Birubala Rabha (1954 – 13 May 2024) was an Indian activist who campaigned against witch hunting in India. She was based in Goalpara, Assam. She ran an organisation called Mission Birubala which spreads awareness against witch hunting. She was instrumental in the Government of Assam passing the legislation on the prevention of and protection from witch hunting in 2015. The Government of India awarded her the fourth-highest civilian honour of the Padma Shri, in 2021, for her contributions to social work.

== Background ==
Rabha was born in 1954 in the village of Thakurvila, near the border of Meghalaya in Assam's Goalpara district. Her father died when she was six, forcing her to drop out of school and help her mother run the household. Rabha was fifteen when she was married to her husband, a farmer with whom she had three children.

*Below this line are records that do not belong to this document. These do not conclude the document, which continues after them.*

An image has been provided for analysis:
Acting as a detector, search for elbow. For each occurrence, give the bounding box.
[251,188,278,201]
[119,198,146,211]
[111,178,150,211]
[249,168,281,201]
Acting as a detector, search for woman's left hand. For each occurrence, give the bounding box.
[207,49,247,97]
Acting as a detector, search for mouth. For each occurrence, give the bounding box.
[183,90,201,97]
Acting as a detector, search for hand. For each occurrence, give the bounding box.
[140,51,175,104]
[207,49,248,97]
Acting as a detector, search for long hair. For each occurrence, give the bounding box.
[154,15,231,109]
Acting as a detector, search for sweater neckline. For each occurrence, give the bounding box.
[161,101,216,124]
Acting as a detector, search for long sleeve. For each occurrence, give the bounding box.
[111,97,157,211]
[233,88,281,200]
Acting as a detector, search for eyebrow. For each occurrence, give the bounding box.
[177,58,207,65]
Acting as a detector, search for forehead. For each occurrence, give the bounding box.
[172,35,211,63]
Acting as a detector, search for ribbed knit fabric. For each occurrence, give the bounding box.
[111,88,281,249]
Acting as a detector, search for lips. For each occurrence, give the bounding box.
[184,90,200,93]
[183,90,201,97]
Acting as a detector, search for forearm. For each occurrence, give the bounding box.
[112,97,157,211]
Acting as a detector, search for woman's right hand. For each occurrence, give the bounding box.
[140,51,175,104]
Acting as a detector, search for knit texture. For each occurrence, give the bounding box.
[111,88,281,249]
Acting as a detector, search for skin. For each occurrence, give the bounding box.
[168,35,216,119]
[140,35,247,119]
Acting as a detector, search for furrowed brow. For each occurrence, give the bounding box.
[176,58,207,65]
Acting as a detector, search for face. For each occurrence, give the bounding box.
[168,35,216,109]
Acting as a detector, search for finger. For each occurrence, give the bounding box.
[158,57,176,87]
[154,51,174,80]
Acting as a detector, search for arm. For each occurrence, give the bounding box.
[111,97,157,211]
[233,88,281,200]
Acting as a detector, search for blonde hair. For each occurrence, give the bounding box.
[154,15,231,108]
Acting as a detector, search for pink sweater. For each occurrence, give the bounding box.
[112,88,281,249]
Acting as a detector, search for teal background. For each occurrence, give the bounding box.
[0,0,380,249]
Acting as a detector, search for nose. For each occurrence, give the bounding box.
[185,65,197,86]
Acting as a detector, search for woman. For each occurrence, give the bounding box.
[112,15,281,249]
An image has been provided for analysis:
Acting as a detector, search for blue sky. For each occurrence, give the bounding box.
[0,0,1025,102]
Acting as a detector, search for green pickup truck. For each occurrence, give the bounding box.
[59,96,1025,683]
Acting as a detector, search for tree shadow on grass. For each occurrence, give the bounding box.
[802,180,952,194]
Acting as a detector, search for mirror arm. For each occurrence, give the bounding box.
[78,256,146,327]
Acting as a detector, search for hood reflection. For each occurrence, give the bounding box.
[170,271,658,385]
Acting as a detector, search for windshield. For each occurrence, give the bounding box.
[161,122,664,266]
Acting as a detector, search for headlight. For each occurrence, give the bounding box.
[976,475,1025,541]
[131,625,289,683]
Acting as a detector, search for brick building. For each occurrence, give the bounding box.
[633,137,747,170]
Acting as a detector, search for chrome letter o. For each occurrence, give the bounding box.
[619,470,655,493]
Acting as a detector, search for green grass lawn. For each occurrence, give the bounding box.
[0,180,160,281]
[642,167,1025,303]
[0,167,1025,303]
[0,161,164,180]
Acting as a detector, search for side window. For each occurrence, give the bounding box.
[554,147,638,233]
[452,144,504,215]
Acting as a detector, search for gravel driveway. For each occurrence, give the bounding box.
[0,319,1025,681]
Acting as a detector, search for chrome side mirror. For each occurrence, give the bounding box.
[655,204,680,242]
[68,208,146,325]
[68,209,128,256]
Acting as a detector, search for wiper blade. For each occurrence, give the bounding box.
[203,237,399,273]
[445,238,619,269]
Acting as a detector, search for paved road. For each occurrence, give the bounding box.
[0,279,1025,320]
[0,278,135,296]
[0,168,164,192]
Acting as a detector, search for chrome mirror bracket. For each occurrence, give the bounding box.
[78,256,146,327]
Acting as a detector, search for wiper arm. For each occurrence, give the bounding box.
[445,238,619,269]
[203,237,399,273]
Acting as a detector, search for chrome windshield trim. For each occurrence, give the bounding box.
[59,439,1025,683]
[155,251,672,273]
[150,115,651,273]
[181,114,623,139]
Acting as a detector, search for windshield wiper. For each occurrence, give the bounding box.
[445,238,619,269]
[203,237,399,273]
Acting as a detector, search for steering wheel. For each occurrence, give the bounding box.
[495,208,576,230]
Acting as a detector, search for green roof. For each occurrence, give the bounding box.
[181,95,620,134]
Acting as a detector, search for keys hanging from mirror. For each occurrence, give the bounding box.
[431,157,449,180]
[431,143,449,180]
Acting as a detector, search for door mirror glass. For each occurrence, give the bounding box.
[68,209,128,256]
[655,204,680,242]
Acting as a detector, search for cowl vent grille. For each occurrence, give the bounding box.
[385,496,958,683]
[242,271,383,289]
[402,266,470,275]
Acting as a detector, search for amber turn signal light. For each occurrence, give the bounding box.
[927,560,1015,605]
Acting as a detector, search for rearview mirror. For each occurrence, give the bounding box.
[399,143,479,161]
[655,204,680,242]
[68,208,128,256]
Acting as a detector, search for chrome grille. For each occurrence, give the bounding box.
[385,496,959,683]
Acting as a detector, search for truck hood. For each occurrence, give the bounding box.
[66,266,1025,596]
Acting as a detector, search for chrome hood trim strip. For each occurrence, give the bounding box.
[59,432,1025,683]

In 1985, her mentally ill eldest son, Dharmeswar, suffered from a bout of typhoid, leading Rabha and her husband to take him to a village quack. They were told that he had been possessed by and had married a fairy, who was pregnant with his child and that as soon as this child was born he would die. According to the quack, Dharmeswar had only three days to live. However, he eventually recovered, living long after his diagnosis. After this incident, Rabha realised that the superstitions that led to the diagnosis of her son were baseless and stopped visiting quacks, who she believed were frauds.

== Activism ==
Initially, Rabha formed the Thakurvila Mahila Samity, a women's association raising awareness of various social ills, including witch-hunting in her local village, and later in 2006, became involved in the Assam Mahila Samata Society. In 2011, she founded Mission Birubala; a non-profit organisation made up of a network of social activists, survivors and lawyers; which aims to educate and spread awareness against witch-hunting, as well as support and protect survivors and potential victims of witch hunts across the state of Assam. Despite facing ridicule and attacks from those who defend the belief in witches, and being subjected to accusations of witchcraft herself, Rabha frequently spoke out against witch-branding and hunting at meetings, organised awareness camps and taught school lessons denouncing the practice. She also rescued over thirty-five women branded as witches in the last decade of her life.

In 2015, the activist's campaigning prompted the Assamese government to pass The Assam Witch Hunting (Prohibition Prevention and Protection) Act, which many consider to be India's toughest anti-witch-hunting law. The act, which came into effect in 2018, allows up to seven years in jail along with a substantial fine for identifying and branding a person as a witch, and extended the punishment for leading a person to commit suicide after accusing them of witchcraft to life imprisonment.

== Recognition ==
Rabha was recognised for her work against witch-hunting in Assam with numerous awards and accolades. In 2005, she was nominated for a Nobel Peace Prize by the North East Network (a women's rights organisation operating in Assam), and in 2015, was awarded an honorary Doctorate from Gauhati University. In 2021, she was recognised by the Indian government for her social work and campaigning with the Padma Shri, the fourth-highest civilian award in India.

== Death ==
Rabha died from oesophageal cancer at the State Cancer Institute, GMCH, on 13 May 2024, at the age of 70. (Note: Many news sources mislabel her age as "75".)